Like the roundtable discussion, it is clear this response was urging me to find a sense of home in simply encountering the unknown rather than attempting to dissect and uncover the origin and destination of every root and branch. In alignment with this sensual focus, the second artistic response by light and sound artist Rowdy SS attempted to move the crowd through a trance-like soundscape that I imagine mimicked the feeling of ecstasy, for some. Though earplug provisions enabled the audience to engage with the immense waves of sound used during performances, the flashing lights made it impossible for me and a few others to watch. This state of overwhelm instantly excluded some people from being able to engage fully with the promising possibilities this portal offered. By needing to excuse myself, I would also miss out on the movement response by Malik Nashad Sharpe. Although I was able to glean from others how this third performance translated feelings of grief and transformation into dance, I still found myself feeling disabled by the lack of consideration in curating such experiences.

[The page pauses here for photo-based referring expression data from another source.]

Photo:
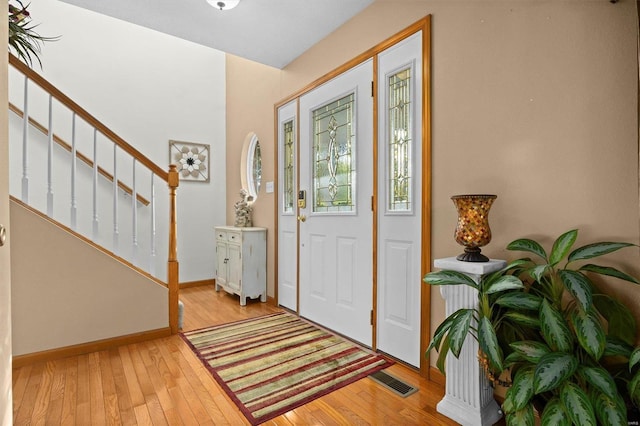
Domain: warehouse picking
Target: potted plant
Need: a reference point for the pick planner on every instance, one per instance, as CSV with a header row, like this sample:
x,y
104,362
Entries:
x,y
568,347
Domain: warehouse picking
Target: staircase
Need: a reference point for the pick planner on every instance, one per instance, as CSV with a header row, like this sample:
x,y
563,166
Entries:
x,y
86,201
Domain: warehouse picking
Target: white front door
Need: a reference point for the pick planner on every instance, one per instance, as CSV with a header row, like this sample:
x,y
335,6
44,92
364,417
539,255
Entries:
x,y
287,207
336,175
400,199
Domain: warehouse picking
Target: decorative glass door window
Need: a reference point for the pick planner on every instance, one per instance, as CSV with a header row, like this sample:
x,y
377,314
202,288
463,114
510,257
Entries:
x,y
288,165
400,142
334,157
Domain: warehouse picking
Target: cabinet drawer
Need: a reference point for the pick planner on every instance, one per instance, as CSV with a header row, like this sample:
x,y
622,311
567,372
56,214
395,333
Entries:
x,y
233,237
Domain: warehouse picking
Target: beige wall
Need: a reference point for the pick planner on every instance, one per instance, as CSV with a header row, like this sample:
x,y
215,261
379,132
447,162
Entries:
x,y
63,301
6,397
535,101
252,91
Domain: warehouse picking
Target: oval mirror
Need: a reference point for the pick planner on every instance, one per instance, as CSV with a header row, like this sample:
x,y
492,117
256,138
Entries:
x,y
251,165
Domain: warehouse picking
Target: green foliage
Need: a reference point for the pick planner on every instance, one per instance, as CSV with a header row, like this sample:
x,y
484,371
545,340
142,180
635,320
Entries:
x,y
23,39
568,346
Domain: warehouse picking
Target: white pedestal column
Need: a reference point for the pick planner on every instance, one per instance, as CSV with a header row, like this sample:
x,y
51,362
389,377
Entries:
x,y
468,394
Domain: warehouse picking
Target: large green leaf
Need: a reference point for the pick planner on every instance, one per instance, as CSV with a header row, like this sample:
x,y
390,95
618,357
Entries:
x,y
459,331
577,405
617,347
554,328
562,246
449,278
504,283
521,390
524,417
578,285
609,271
539,271
513,358
596,249
442,355
530,350
621,323
609,412
522,318
634,389
600,379
525,244
519,300
488,343
553,370
634,358
444,328
554,414
590,333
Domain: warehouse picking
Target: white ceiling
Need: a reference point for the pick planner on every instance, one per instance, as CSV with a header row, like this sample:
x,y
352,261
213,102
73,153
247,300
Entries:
x,y
272,32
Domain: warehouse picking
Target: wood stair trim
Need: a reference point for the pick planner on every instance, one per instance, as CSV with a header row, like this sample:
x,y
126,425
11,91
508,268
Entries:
x,y
57,139
90,119
88,241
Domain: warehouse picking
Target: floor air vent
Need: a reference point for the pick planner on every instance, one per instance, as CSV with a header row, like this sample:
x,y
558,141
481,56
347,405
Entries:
x,y
395,385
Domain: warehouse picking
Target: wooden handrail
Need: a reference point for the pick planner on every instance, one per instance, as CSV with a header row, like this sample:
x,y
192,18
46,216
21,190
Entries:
x,y
81,156
173,267
90,119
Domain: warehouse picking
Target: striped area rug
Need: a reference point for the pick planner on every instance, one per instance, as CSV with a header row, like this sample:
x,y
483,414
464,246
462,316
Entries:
x,y
274,363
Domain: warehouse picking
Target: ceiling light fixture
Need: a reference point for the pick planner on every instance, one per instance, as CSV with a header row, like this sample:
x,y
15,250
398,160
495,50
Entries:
x,y
223,4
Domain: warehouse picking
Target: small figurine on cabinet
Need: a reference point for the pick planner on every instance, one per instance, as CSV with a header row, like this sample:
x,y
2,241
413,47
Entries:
x,y
243,210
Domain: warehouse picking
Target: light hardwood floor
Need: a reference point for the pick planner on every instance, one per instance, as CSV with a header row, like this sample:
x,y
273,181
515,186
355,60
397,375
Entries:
x,y
161,382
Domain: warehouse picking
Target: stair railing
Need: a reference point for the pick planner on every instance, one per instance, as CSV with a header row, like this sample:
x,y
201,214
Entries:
x,y
46,184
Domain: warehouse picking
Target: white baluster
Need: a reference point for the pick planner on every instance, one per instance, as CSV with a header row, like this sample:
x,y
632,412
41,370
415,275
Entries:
x,y
50,161
25,136
152,266
95,184
74,203
115,200
134,212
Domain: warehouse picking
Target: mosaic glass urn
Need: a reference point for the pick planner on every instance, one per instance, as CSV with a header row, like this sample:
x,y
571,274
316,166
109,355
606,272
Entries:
x,y
473,230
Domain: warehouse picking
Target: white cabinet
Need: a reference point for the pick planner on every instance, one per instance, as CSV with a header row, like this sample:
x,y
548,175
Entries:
x,y
241,261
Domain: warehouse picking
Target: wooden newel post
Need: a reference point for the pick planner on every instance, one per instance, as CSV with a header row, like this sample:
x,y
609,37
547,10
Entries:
x,y
173,275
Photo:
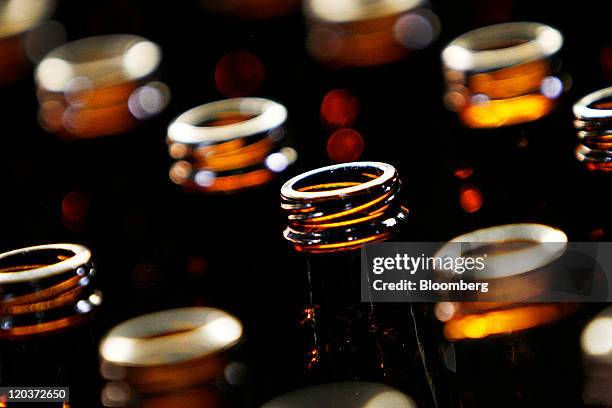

With aims aligned with the ‘generative capacity’ of the Black Queer body,5 I believe more could have been done to account for the differing capacities evident within the already expansive orientations of Black Queerness. Perhaps clear communication on the nature of the lighting would have enabled the agency of light-sensitive individuals to refrain from engaging with that performance rather than a replication of a well-known racially disabling experience of being pushed out from spaces that do not cater to the collective.

The final artistic response took on a form akin to the clubbing archival footage present in Campbell’s exhibition. Queer Bruk, a popular host for Black Queer club nights, presented the audience with an arena to immerse ourselves in movement animated by the musical mixings of DJs Talia A. Darling and Lexii. I was grateful to be welcomed back into the performance space as a Black Queer body whose feelings and movements felt important to the work of enabling a sense of ‘living as archive’. I felt immersed in a room of moving portals, each of our stories rubbing against one another without the pressure to superimpose our narratives as the one true reality of Black Queer living. Rather than experiencing the pressure to prove the validity of my experiences, I felt enabled to simply be.

I believe the focal shift of ‘My rukus! Heart: Live’ from examining curatorial power within institutional arenas towards affirming the localised potential and possibilities of ‘living as archive’ while on society’s margins can be read as a queering of the archive. Here, I am suggesting that by expanding beyond a static exhibition to include events that figured the audience as working threads of its own memory, this event series queerly engaged Stuart Hall’s notion of the ‘living archive’ as ever-unfolding memories and stories deeply situated in the realms of the sensual and affective, counterposing the traditional deification of the institutionalised archive.